Use conservation of energy. Set the initial kinetic and gravitational potential equal to the final kinetic and gravitational potential.

solution $$E_{i} = E_{f}$$ $$U_{gi} = U_{gf} + K$$ $$K = U_{gi} - U_{gf}$$ $$K = -\frac{GM_{1}M_{2}}{r}+\frac{GM_{1}M_{2}}{r}$$ $$K = -\frac{(6.674\times 10^{-11})(5.972\times 10^{24})(2000)}{6\,371\,000 + 20\,000\,000}$$ $$+\frac{(6.674\times 10^{-11})(5.972\times 10^{24})(2000)}{6\,371\,000 + 10\,000\,000}$$ $$K = -3.02 \times 10^{10}+4.86 \times 10^{10}$$ $$K = 1.85 \times 10^{10} \, \mathrm{J}$$
Example: Find the minimum escape velocity for a 100 kg person on Earth.
strategy

Use conservation of energy to find the energy needed to bring both the kinetic and potential energy to zero.

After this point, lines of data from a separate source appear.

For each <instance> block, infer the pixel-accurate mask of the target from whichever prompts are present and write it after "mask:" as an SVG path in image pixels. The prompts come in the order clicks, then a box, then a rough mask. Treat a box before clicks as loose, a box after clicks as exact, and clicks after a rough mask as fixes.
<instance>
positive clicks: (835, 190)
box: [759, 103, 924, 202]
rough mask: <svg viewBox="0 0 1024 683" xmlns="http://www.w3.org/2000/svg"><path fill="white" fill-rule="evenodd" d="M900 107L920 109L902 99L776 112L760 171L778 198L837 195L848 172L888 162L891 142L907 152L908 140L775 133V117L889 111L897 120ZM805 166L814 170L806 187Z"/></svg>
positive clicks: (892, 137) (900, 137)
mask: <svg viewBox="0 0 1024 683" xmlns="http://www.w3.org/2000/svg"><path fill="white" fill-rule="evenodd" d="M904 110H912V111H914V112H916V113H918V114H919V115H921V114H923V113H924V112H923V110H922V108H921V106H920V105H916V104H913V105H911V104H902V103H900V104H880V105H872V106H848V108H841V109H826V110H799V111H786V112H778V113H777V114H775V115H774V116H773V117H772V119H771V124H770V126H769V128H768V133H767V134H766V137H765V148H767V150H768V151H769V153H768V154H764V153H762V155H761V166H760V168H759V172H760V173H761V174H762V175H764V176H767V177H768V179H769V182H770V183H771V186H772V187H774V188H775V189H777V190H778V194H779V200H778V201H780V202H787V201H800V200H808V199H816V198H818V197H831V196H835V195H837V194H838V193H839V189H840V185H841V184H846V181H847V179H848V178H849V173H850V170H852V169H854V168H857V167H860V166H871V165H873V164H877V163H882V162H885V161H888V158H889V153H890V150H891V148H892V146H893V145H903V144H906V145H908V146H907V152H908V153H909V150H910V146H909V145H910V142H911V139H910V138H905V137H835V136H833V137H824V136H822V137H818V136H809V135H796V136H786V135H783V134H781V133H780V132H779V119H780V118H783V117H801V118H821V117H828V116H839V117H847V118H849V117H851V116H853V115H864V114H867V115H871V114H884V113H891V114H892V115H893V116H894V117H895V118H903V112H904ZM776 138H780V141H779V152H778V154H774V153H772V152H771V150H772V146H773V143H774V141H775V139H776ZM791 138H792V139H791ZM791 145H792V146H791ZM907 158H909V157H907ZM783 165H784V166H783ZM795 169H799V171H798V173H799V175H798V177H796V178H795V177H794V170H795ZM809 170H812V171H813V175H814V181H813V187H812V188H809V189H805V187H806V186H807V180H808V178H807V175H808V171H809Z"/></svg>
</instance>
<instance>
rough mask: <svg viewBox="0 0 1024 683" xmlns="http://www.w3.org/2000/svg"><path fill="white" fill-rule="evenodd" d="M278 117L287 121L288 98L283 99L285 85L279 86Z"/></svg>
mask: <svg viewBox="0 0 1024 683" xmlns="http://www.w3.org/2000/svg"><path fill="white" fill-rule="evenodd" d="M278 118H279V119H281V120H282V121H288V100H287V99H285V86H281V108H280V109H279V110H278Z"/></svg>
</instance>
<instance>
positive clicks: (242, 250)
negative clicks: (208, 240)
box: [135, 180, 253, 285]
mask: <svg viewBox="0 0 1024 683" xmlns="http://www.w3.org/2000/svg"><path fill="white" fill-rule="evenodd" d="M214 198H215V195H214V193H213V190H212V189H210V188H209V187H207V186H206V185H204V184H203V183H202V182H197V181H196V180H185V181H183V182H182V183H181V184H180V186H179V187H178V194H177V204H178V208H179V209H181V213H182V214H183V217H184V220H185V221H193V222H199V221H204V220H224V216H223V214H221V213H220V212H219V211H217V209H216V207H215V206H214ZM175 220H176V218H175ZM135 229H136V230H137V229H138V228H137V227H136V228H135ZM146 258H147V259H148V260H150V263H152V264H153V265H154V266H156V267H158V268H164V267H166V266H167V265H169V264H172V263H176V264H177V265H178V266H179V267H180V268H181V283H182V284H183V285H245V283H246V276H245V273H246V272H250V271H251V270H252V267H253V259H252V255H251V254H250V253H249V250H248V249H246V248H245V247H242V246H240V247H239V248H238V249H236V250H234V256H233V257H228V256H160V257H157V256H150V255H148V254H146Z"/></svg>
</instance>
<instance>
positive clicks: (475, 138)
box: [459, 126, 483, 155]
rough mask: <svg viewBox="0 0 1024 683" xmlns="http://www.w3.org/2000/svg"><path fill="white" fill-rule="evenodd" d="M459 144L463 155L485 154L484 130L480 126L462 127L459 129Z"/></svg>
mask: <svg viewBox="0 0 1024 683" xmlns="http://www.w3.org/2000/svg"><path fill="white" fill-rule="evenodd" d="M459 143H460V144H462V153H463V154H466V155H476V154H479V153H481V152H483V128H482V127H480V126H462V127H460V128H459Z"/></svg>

solution $$E_{i} = E_{f}$$ $$U_{gi} + K = U_{gf} + K$$ $$U_{gi} + K = 0$$ $$K = -U_{gi}$$ $$(1/2)M_{2}v^2 = \frac{GM_{1}M_{2}}{r}$$ $$(1/2)v^2 = \frac{GM_{1}}{r}$$ $$\boxed{v^2 = \frac{2GM_{1}}{r}}$$ $$v = \sqrt{\frac{2(6.674\times 10^{-11}) (5.972 \times 10 ^{24})}{6\,371\,000}}$$ $$v = 11\,183 \, \mathrm{\tfrac{m}{s}}$$

Example: Find the minimum escape velocity on Phobos.
solution $$v^2 = \frac{2GM_{1}}{r}$$ $$v^2 = \frac{2(6.674\times 10^{-11})(1.1 \times 10^{16})}{11200}$$ $$v = \sqrt{\frac{2(6.674\times 10^{-11})(1.1 \times 10^{16})}{11200}}$$ $$v = 11.45\, \mathrm{\tfrac{m}{s}}$$
Use the mouse to move the camera. Double click for full screen. In the simulation above, gravitational potential energy is represented as warping a 2-D fabric into a 3rd dimension. This is similar to how gravity is thought of in general relativity.